Inappropriate use of randomised trials to evaluate complex phenomena: case study of vaginal breech deliveryBMJ 2004; 329 doi: http://dx.doi.org/10.1136/bmj.329.7473.1039 (Published 28 October 2004) Cite this as: BMJ 2004;329:1039
- Andrew Kotaska (), senior registrar1
- 1 Department of Obstetrics and Gynaecology, University of British Columbia, BC Women's Hospital, Vancouver, BC, V6H 3V5 Canada
- Correspondence to: A Kotaska
- Accepted 5 October 2004
Randomised controlled trials have greatly improved the quality of evidence guiding clinical practice, but when applied to complex phenomena, they have important limitations. Complex patient populations with poorly quantifiable variations between individuals present one area of difficulty; complex procedures requiring skill and clinical judgment present another. A large, well designed, and well executed randomised controlled trial of breech presentation at term, the “term breech trial,” by Hannah et al rapidly dictated a new standard of care for the management of breech deliveries around the world.1 Yet this trial failed to adequately appreciate both the complex nature of vaginal breech delivery and the complex mix of operator variables necessary for its safe conduct. Widespread acceptance of this trial's results has breached the limits of evidence based medicine.

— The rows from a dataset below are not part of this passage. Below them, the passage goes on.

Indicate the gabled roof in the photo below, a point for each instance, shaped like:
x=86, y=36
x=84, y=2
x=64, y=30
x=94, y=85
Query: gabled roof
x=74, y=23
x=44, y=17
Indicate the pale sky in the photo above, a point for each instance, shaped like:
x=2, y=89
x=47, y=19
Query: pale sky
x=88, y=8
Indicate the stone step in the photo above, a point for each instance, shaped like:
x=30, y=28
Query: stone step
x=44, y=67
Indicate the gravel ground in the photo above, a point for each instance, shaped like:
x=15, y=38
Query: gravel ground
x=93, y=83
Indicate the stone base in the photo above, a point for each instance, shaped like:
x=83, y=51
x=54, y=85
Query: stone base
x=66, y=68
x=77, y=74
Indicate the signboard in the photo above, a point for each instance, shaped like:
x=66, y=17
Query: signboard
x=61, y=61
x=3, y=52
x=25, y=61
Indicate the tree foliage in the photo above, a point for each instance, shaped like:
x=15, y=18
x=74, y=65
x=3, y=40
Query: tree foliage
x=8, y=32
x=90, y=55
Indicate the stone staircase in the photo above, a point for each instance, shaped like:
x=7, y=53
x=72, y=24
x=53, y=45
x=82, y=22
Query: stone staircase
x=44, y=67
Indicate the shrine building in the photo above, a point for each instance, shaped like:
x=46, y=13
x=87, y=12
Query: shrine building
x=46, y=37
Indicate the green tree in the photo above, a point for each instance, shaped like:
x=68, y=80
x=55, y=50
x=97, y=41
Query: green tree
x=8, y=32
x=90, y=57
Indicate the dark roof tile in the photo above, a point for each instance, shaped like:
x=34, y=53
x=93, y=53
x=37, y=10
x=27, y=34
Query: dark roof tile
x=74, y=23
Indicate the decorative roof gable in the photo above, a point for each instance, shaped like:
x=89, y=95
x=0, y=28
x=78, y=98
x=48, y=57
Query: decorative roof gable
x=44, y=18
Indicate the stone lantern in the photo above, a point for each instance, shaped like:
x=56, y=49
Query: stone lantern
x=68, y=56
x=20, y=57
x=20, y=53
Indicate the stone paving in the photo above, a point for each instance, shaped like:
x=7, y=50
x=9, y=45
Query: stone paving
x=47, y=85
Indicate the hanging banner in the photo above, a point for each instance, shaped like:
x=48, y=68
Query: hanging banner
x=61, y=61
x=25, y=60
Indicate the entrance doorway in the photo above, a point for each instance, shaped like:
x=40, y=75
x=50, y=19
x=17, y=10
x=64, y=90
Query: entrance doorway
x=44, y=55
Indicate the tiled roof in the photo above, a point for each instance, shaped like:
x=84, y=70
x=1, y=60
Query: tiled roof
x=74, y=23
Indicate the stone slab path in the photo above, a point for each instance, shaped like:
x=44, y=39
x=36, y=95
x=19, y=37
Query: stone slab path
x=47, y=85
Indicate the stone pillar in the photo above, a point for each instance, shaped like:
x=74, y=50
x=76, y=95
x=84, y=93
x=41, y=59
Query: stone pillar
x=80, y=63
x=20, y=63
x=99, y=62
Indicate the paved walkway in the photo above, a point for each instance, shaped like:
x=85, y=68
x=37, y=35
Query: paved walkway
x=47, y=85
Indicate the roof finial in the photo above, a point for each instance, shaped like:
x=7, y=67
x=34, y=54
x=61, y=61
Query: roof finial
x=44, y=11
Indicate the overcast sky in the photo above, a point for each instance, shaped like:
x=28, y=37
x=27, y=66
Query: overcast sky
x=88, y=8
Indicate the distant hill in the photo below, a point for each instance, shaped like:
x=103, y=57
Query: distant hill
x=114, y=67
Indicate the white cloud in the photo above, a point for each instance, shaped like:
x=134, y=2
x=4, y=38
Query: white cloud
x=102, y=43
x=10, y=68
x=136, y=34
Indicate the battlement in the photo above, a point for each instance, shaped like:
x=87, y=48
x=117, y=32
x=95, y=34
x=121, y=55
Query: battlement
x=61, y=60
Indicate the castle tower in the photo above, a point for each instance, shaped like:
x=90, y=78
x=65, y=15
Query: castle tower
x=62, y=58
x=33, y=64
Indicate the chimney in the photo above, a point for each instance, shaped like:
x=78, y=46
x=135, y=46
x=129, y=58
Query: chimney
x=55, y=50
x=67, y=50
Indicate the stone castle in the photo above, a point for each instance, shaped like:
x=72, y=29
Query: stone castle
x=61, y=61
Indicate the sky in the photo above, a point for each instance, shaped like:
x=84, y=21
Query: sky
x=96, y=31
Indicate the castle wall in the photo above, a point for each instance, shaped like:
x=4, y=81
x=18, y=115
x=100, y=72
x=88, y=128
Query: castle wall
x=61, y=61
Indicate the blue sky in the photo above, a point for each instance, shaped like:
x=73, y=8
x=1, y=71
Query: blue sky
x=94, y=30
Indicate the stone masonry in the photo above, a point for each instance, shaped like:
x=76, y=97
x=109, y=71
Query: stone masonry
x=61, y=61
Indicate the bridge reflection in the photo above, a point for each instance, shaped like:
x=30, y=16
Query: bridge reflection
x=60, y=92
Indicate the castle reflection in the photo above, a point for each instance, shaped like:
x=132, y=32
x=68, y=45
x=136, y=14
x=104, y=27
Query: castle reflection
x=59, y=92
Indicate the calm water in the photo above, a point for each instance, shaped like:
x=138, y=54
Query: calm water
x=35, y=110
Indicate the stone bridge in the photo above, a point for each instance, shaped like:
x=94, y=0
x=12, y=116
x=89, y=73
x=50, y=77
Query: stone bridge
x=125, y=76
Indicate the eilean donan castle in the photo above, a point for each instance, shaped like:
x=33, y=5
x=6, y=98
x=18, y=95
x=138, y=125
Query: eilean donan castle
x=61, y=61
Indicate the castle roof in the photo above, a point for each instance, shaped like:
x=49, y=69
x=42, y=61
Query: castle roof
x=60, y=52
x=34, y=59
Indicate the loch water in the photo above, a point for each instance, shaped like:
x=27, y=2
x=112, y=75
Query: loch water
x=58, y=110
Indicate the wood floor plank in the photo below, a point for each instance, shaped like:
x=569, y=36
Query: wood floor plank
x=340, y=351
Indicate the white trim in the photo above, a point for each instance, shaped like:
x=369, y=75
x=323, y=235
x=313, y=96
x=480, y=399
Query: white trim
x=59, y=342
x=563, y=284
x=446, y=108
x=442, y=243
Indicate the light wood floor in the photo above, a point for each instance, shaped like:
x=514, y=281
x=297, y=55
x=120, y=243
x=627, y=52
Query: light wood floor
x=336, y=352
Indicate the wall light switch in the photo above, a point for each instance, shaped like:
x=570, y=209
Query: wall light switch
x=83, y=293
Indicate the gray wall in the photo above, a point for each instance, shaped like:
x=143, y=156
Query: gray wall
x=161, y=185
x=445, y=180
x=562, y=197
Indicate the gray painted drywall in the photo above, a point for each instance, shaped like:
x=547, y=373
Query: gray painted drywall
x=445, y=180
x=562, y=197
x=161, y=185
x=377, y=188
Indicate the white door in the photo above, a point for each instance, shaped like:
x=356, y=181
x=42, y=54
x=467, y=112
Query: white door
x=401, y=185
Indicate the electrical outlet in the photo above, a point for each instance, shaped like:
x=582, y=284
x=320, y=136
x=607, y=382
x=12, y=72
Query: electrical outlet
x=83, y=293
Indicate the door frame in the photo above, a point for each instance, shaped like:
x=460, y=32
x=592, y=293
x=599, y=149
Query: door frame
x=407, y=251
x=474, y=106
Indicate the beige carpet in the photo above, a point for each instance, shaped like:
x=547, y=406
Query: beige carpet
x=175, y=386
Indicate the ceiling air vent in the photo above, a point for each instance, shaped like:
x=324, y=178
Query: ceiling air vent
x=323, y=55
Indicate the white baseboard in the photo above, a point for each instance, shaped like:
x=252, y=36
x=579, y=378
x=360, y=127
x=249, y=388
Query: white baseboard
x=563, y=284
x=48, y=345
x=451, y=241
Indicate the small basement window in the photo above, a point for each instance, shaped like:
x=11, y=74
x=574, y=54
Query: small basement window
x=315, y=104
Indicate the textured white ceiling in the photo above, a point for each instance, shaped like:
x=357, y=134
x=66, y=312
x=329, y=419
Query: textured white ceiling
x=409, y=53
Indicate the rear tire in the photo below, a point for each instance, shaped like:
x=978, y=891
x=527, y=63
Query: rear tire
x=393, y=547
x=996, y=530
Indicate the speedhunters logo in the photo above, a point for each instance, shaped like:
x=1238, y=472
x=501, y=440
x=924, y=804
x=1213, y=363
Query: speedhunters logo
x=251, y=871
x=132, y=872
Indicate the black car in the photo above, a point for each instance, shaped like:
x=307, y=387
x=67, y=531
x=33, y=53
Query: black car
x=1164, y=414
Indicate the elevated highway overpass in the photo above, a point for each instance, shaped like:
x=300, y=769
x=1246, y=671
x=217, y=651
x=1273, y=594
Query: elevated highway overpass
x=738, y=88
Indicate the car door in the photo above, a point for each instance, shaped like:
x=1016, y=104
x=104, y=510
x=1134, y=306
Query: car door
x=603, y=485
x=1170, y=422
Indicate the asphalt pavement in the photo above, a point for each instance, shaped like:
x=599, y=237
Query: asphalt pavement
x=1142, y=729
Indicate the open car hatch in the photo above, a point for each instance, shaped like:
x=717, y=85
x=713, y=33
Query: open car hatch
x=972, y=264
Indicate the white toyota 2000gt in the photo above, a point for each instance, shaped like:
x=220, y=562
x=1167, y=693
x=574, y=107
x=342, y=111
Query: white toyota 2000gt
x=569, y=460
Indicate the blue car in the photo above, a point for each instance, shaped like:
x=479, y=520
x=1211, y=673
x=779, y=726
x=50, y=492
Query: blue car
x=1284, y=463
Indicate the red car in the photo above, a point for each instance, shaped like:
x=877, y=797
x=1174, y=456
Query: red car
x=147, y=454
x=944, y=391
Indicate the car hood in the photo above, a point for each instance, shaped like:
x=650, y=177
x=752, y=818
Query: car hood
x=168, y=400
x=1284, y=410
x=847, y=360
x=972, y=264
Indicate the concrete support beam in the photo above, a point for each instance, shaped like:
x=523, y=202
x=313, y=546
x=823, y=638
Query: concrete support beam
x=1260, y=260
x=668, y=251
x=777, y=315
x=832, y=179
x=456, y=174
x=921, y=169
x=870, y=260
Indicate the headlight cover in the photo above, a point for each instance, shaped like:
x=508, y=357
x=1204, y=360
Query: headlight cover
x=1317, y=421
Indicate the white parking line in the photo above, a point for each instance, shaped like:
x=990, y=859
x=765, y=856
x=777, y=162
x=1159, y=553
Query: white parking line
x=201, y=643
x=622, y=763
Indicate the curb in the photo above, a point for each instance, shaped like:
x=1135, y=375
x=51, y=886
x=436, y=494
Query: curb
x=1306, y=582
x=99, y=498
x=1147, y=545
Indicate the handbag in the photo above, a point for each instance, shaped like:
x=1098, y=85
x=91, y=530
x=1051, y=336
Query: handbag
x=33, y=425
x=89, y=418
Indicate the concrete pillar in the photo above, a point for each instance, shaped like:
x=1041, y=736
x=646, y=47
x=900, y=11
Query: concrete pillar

Hannah et al's trial showed a significant increase in perinatal mortality and morbidity in women randomised to a trial of labour compared with elective caesarean section.1 The trial's methodological flaws have been examined,2–4 but the intrinsic limitations of applying large scale randomisation to complex phenomena have received little attention. These limitations are the focus of this paper.
Bias of licence
Many of the term breech trial's 121 centres were in North America, where 13% of breech presentations at term were delivered vaginally.5 The study achieved a successful vaginal delivery rate of 57% by asking those centres with vaginal birth rates under 40% in the labour group to increase the rate or withdraw from participation.6 Individual centres rates of vaginal breech delivery at baseline were not reported, but many would have tripled their vaginal delivery rate overnight.
The vaginal delivery of a breech baby involves risk. Cord prolapse and trapped fetal parts are unpredictable complications. Every practitioner knows this; and the literature, the courts, and the low baseline rate of such deliveries in North America highlight caution. Maternity units with interest and skill in delivering breech babies vaginally have achieved higher rates: 24% in the United States, 36% in Sweden, 38% in Israel, 38% in Switzerland, 39% in France, and 53% in Norway.7–12 These retrospective studies carefully selected women for a trial of labour using various safety criteria and showed lower mortality and morbidity associated with vaginal breech delivery than in the term breech trial. Few obstetrical units other than Løvset's have published vaginal delivery rates as high as the term breech trial.12
Statistical power required a high vaginal delivery rate to enhance the trial's ability to detect small differences in outcome. With this aim, the researchers encouraged practitioners to increase their vaginal breech delivery rate beyond their previous comfort level. Despite being difficult to quantify, comfort level (or “practitioner comfort level”) plays a pivotal part in the safety of complex procedures. Protected from medicolegal liability by the equipoise of a randomised trial, some practitioners must have pushed their comfort levels with vaginal breech delivery. This constitutes a significant bias: one of licence. The trial protocol's liberal labour guidelines allowed 0.5 cm dilation/h and 3.5 hours for the second stage. This is considerable licence, and few obstetricians from centres with proved safety in vaginal breech delivery would find them acceptable.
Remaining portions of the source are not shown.